The revisions were approved by the Legislature and signed into law last year by Gov. Arnold Schwarzenegger, who defended the changes Monday.

“It is not going to compromise public safety,” Schwarzenegger said in a Sacramento speech. “Every time you have inmates go out, they come right back in again -- 70% of them. That costs our state . . . a tremendous amount of money.”

The changes are occurring as the state has slashed budgets for education and rehabilitation programs in prisons.

“These people are not rehabilitated, and yet we’re going to open the door and let them out?” said Harriet Salerno, president of the group Crime Victims, speaking at a Capitol news conference that was also attended by representatives of Los Angeles police officers and Los Angeles County sheriffs’ deputies.

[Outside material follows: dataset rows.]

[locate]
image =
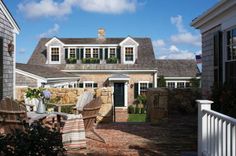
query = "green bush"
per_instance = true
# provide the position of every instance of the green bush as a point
(224, 100)
(112, 60)
(35, 140)
(71, 60)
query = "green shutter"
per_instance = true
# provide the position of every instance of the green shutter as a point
(78, 53)
(150, 85)
(106, 53)
(81, 53)
(135, 90)
(118, 54)
(95, 85)
(81, 85)
(66, 53)
(101, 53)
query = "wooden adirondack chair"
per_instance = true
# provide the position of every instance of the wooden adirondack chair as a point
(12, 115)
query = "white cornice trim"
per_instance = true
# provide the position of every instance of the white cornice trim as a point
(213, 12)
(109, 71)
(10, 18)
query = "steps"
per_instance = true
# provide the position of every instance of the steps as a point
(121, 115)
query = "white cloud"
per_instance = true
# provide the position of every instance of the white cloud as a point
(184, 36)
(158, 43)
(178, 22)
(53, 8)
(51, 32)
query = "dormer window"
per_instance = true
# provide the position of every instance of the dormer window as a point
(87, 53)
(129, 54)
(55, 56)
(72, 53)
(95, 52)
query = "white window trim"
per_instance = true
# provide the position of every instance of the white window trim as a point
(86, 82)
(134, 54)
(147, 82)
(75, 51)
(50, 55)
(109, 49)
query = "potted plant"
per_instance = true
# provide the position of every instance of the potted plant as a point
(37, 97)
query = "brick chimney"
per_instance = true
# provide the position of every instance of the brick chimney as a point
(101, 33)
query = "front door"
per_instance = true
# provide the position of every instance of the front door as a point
(119, 95)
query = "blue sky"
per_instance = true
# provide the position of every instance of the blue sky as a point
(166, 22)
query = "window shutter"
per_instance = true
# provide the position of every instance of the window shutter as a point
(78, 53)
(81, 85)
(135, 90)
(106, 53)
(95, 85)
(81, 53)
(101, 53)
(66, 53)
(118, 54)
(150, 85)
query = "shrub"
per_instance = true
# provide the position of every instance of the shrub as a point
(35, 140)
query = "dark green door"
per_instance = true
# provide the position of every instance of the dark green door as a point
(119, 96)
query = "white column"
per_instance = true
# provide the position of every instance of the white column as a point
(202, 125)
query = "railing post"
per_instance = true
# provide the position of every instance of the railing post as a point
(202, 125)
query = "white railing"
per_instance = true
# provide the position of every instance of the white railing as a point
(216, 132)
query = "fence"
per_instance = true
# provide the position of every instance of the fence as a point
(216, 132)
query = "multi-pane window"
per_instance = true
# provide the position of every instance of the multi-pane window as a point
(171, 84)
(54, 54)
(87, 53)
(231, 45)
(129, 54)
(72, 53)
(180, 85)
(143, 88)
(95, 53)
(112, 52)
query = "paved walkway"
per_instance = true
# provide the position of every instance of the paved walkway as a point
(178, 134)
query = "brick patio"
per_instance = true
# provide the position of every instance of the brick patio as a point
(176, 135)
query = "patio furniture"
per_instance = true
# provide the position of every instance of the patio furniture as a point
(12, 115)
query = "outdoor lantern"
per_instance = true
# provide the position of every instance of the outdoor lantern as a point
(10, 47)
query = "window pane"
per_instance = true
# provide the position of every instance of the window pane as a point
(180, 84)
(112, 52)
(55, 54)
(72, 53)
(95, 53)
(87, 53)
(129, 56)
(171, 84)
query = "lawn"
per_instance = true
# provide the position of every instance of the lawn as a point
(137, 118)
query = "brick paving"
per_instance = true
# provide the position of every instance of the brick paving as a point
(172, 137)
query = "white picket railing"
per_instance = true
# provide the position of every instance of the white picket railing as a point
(216, 132)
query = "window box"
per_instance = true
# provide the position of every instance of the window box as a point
(90, 60)
(71, 60)
(112, 60)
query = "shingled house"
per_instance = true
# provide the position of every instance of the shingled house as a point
(218, 29)
(128, 65)
(8, 31)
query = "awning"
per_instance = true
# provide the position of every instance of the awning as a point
(118, 77)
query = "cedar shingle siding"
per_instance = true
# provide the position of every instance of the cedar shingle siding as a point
(6, 61)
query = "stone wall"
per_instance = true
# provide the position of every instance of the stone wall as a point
(208, 60)
(22, 80)
(69, 96)
(8, 59)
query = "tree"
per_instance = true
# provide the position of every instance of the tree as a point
(161, 81)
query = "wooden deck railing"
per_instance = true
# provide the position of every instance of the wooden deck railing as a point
(216, 132)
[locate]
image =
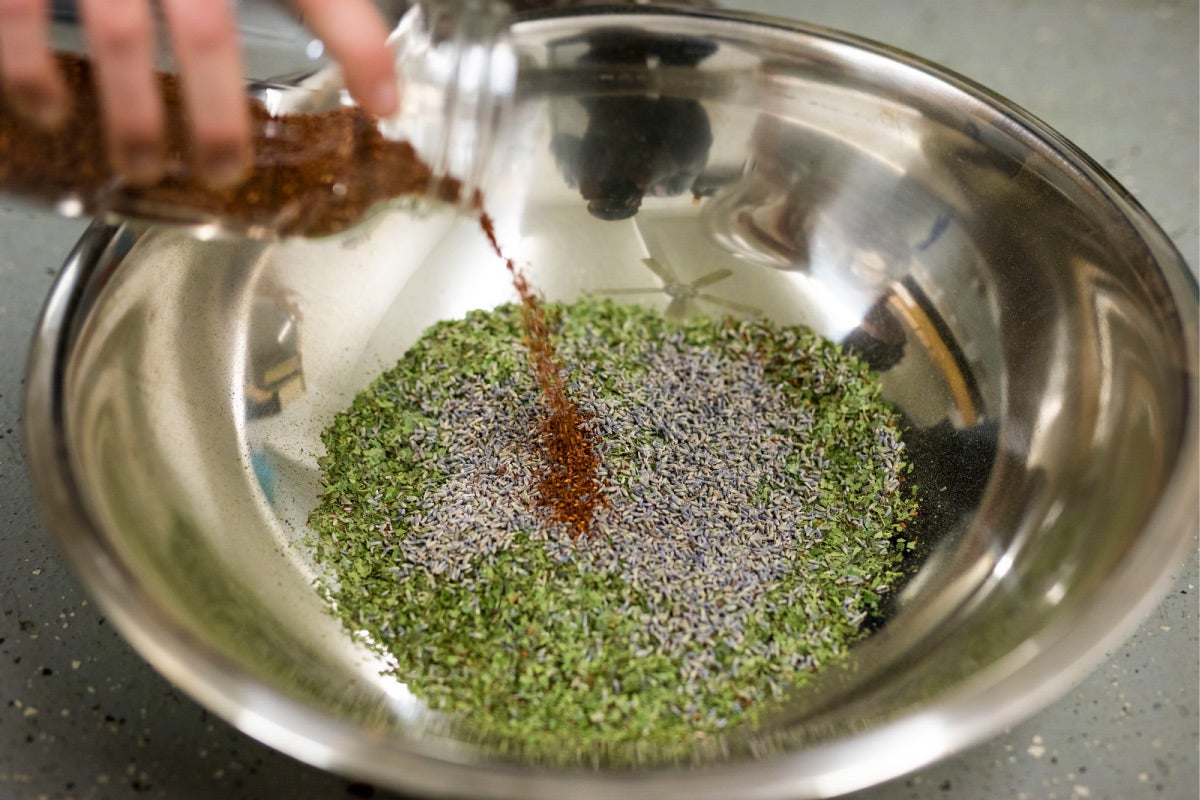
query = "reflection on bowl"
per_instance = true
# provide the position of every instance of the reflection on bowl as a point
(1036, 329)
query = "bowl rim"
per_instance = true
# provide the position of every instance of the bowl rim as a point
(991, 701)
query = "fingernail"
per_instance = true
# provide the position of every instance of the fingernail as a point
(141, 163)
(223, 168)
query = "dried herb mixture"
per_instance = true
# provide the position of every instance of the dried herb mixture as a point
(753, 519)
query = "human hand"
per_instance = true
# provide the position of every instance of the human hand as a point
(120, 36)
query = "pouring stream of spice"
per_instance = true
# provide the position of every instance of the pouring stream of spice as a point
(313, 174)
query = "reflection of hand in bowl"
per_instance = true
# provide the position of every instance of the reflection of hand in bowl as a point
(636, 144)
(1042, 346)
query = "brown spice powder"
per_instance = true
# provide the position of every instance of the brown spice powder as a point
(569, 489)
(313, 174)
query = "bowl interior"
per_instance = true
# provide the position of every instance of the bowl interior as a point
(1033, 328)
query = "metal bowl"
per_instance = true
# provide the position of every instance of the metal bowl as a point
(1036, 328)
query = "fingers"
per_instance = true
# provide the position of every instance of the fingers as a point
(204, 37)
(355, 35)
(121, 38)
(30, 78)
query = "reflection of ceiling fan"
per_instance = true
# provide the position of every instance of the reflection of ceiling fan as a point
(683, 294)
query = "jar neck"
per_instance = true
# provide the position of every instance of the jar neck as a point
(459, 72)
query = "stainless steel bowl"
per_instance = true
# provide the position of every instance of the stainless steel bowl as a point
(1033, 324)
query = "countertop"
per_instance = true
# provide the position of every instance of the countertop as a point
(83, 716)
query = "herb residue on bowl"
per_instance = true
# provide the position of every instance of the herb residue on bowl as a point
(753, 518)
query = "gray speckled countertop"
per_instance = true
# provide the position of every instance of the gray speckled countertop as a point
(82, 716)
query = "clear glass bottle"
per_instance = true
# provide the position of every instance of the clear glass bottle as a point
(321, 164)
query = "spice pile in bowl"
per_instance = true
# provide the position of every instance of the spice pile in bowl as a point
(748, 522)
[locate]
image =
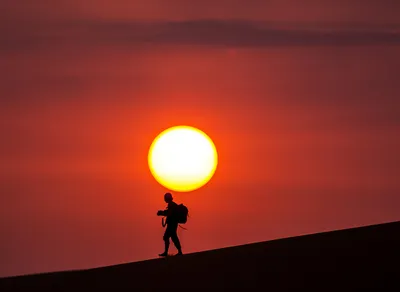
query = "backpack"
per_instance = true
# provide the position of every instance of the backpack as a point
(182, 213)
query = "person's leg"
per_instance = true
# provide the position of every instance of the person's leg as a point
(175, 239)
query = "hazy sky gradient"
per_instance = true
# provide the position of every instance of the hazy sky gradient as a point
(301, 100)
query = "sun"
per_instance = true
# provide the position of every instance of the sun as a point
(182, 158)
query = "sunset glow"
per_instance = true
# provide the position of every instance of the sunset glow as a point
(182, 158)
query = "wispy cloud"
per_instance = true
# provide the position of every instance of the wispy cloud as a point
(219, 33)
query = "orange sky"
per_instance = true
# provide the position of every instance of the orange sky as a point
(306, 126)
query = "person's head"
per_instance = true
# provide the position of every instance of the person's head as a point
(168, 197)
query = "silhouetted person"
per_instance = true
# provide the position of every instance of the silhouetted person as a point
(171, 223)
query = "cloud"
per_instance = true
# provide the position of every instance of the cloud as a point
(216, 33)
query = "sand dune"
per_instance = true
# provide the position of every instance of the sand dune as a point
(357, 259)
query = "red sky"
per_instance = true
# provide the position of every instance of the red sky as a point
(302, 102)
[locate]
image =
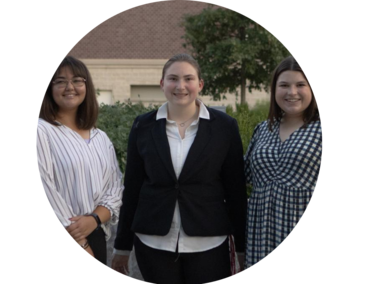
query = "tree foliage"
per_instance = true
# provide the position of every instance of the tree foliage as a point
(233, 50)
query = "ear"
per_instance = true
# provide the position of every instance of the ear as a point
(201, 85)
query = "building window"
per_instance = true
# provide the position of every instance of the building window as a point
(147, 93)
(105, 97)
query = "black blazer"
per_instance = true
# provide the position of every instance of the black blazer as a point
(211, 189)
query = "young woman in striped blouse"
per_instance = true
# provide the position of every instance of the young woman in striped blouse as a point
(76, 161)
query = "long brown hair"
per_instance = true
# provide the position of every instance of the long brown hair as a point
(312, 113)
(88, 110)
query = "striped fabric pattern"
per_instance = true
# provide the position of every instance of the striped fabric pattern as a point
(285, 177)
(77, 176)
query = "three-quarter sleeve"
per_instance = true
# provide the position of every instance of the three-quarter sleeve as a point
(61, 210)
(247, 157)
(112, 195)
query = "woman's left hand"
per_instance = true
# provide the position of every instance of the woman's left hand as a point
(81, 228)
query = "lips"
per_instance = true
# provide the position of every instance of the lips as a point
(292, 100)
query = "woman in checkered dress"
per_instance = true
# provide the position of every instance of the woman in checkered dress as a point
(283, 162)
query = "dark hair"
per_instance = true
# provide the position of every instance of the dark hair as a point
(182, 58)
(312, 113)
(88, 110)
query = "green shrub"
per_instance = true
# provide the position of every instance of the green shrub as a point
(117, 120)
(248, 118)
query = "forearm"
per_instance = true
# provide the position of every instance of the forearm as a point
(103, 213)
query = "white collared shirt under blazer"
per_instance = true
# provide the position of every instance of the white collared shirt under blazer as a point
(77, 176)
(179, 149)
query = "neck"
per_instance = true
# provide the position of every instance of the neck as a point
(293, 119)
(180, 114)
(67, 118)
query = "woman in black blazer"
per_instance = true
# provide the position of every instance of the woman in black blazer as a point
(184, 186)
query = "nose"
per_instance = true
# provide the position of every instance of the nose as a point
(292, 89)
(180, 84)
(69, 85)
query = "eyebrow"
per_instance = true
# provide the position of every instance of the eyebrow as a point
(173, 75)
(280, 82)
(62, 77)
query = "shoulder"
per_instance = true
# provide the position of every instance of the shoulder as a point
(43, 125)
(145, 119)
(261, 126)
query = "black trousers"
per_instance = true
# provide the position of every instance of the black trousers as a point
(158, 266)
(97, 242)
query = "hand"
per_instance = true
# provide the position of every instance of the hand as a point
(120, 264)
(81, 228)
(89, 252)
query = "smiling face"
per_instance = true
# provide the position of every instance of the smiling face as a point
(68, 98)
(293, 93)
(181, 84)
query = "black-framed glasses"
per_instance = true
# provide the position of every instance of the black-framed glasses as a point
(76, 82)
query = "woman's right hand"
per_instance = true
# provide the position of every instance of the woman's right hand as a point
(120, 264)
(89, 252)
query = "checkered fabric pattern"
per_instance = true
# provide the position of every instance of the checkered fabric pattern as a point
(285, 177)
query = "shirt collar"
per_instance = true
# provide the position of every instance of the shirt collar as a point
(204, 113)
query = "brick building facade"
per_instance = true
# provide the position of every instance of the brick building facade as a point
(125, 52)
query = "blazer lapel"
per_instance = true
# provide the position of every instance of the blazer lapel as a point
(163, 147)
(202, 139)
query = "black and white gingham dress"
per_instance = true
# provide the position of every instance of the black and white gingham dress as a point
(284, 176)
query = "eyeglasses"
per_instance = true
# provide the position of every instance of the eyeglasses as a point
(76, 82)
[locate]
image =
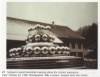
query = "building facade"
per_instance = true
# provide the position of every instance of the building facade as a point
(17, 31)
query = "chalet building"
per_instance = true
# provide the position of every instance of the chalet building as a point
(17, 31)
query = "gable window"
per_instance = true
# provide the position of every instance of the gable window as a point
(79, 45)
(73, 45)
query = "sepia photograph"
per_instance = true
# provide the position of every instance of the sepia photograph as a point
(52, 35)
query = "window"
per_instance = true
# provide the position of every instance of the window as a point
(67, 44)
(73, 45)
(79, 45)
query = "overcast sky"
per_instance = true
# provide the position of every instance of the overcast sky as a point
(73, 15)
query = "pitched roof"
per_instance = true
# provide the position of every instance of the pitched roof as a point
(58, 30)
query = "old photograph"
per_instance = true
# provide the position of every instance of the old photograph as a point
(52, 35)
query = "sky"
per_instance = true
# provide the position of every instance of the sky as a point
(71, 14)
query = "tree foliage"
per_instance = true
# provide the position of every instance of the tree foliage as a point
(90, 33)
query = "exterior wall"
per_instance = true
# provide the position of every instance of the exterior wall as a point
(79, 52)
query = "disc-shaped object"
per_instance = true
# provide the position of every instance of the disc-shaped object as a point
(45, 50)
(52, 50)
(36, 50)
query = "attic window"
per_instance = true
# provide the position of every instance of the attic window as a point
(73, 45)
(79, 45)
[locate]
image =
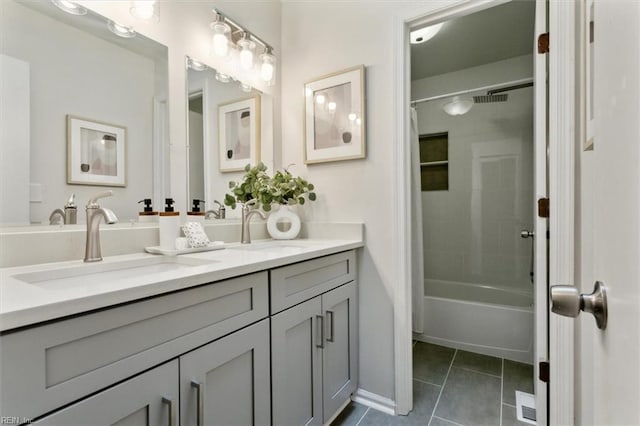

Sheriff Lee Baca said he is “very concerned” about the changes. He has ordered his deputies to meet with low-level offenders released from prison and tell them about community services such as mental health and drug rehabilitation programs, said Sheriff’s Lt. Wayne Bilowit.

Assemblyman Ted Lieu (D-Torrance), a former prosecutor running for state attorney general, introduced a bill Monday that would give local law enforcement officials a greater role in blocking the release of inmates they deem to be a risk to the public.

Times staff writer Shane Goldmacher contributed to this report.